労働界が一体となって反対していた派遣法の大改悪法案が6月19日、衆議院厚生労働委員会で採決が強行され、その後本会議に緊急上程され可決されました。労働者・国民に危険な内容が知らされず、審議も不十分でありこのような暴挙は断じて許されません。
「派遣法案の採決強行反対」「派遣法案は廃案にしろ」―委員会終了直後、時折強い雨が吹き付けるなか採決強行に抗議し、全労連、全労協、MIC(日本マスコミ文化情報労組会議)などでつくる「安倍政権の雇用破壊に反対する共同アクション」や派遣切り裁判でたたかう仲間など200人が結集しました。全労連の井上事務局長は「委員長職権による委員会開催など、はじめから不正常な国会運営が行われ、まともに審議されず採決が強行されたことに抗議する。採決にあたり、党利党略で修正・改悪がされた。正社員ゼロ、生涯ハケンという雇用ルールの大改悪になることは明らかだ。参議院で廃案にむけて奮闘しよう」と呼びかけました。
派遣切り裁判でたたかう原告が次々と訴え。DNPファイン争議の橋場さんは「さいたま地裁判決は全面棄却だったが、職安法44条、労基法6条違反が認められた。7月13日から東京高裁でのたたかいが始まる。常用代替はダメであり、法案が通ることがそもそも間違い。派遣は派遣先企業の利益優先で、首切り自由で税でも優遇される。派遣先にもっと責任を持たせないといけない」と強調。ニコンとたたかう浜谷さんは「ニコンで5年半働き、直雇用になったが1回の契約で雇止めになってたたかっている。3年で雇止めとは労働者を無視していており許されない。派遣法案は廃案しかない」と訴えました。
小雨の中でも、チラシ入りティッシュが次々と受け取られ
演説に聴き入る人も
全労連・労働法制中央連絡会は19日夕、新宿駅西口で派遣法案の採決強行に抗議し宣伝を行いました。全労連・野村副議長、新婦人・小島中央常任委員、自由法曹団・鷲見弁護士、東京地評・松本副議長、生協労連・北口委員長、全労働・秋山副委員長、JMIU・三木書記長が次々と訴えました。しとしとと小雨が降り続く中での宣伝でしたが、チラシ入りのティッシュが次々と受け取られ、演説に聴き入る人も数多く見受けられました。

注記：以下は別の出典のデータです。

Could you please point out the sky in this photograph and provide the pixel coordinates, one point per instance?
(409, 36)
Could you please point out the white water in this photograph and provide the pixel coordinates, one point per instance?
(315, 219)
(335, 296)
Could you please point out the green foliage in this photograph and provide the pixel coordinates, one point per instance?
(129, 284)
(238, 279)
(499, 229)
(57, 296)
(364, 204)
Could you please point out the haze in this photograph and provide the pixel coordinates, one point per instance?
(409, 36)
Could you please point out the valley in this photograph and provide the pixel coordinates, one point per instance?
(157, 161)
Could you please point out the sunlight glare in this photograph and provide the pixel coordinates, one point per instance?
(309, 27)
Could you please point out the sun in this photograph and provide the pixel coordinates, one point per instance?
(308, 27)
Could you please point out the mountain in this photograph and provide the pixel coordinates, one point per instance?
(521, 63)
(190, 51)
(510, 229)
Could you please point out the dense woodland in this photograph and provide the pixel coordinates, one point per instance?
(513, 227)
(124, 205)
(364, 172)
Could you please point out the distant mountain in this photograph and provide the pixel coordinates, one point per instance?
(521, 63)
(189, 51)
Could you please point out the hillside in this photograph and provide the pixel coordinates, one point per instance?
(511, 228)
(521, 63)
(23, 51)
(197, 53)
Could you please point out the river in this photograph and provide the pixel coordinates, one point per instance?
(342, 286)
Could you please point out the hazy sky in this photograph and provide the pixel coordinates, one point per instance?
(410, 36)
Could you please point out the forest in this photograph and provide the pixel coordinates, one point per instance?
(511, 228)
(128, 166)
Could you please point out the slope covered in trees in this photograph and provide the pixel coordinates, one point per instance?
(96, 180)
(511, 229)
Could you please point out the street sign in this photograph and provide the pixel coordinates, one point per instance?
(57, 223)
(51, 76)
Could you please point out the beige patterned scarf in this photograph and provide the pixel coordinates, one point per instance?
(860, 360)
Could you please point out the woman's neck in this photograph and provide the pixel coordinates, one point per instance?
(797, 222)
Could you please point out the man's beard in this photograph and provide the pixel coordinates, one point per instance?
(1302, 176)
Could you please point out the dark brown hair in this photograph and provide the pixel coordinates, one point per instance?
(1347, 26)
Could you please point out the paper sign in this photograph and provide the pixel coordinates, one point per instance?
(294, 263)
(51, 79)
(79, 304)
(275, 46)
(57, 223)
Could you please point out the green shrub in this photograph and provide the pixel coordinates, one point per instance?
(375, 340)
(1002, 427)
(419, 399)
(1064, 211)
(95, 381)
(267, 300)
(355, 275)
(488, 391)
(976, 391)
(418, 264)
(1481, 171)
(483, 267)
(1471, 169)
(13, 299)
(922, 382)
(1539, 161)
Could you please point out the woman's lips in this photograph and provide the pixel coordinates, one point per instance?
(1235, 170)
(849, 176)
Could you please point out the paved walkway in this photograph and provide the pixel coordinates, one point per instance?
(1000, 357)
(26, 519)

全労連・野村副議長は「衆議院厚生労働委員会での派遣法案の採決強行に強く抗議する。26業務で働いている人は3年経てばクビになる、法で一方的に働く権利が奪われてしまう。参議院でのたたかいにむけ、派遣だけでなくみんなの雇用の問題として反対の声を広げていこう」と呼びかけました。
新婦人・小島中央常任委員は「採決が強行されたことに抗議し、安倍首相、公明党・山口委員長あてに抗議文を送った。派遣法の改悪は働く人たちが知らないうちに通してしまおうという魂胆が見えみえだ。女性の活躍を言うのなら、正規で働くのがあたりまえの社会にしてほしい。廃案のために力を尽くそう」と訴えました。
自由法曹団の鷲見弁護士は「正社員を増やす改正と言うが真っ赤なウソだ。今までは、派遣先での直雇用、正社員への道があったがそれがなくなる。3年で無条件に首切り、大量の首切りが作り出される」と指摘。「7月2日に、自由法曹団、労働法制中央連絡会、全労連、東京地評で派遣労働者110番を行う。派遣労働者の声を国会に届けていく」と決意を語りました。
東京地評の松本副議長は、「法案が通れば、正社員ゼロ、派遣の首切り自由になる。派遣労働者の正社員への道が閉ざされ、不安定な職、不安定な収入という人たち日本中があふれることになる」と指摘。生協労連の北口委員長は「委員会を傍聴したが、安倍首相、塩崎厚労大臣、厚労省は質問に対しきちっと向き合わず、時間をやりすごしているという感じを受けた。委員会の国会運営もひどく、自民党が数の力で強行したことは許せない」と怒りの発言。全労働の秋山副委員長は「労働法が改悪されれば、監督官は取り締まりしたくてもできなくなる。労働法は改悪させてはならない」と強調。JMIUの三木書記長は、「そもそも労働者を他の事業者のもとで働かせてピンハネする派遣という働かせ方は、職安法で禁止されていた。それが規制緩和でどんどん広げられてきた。今度の改悪を許せば、正社員が派遣に置き換えられ、正規になるのはますます厳しくなる」と訴えました。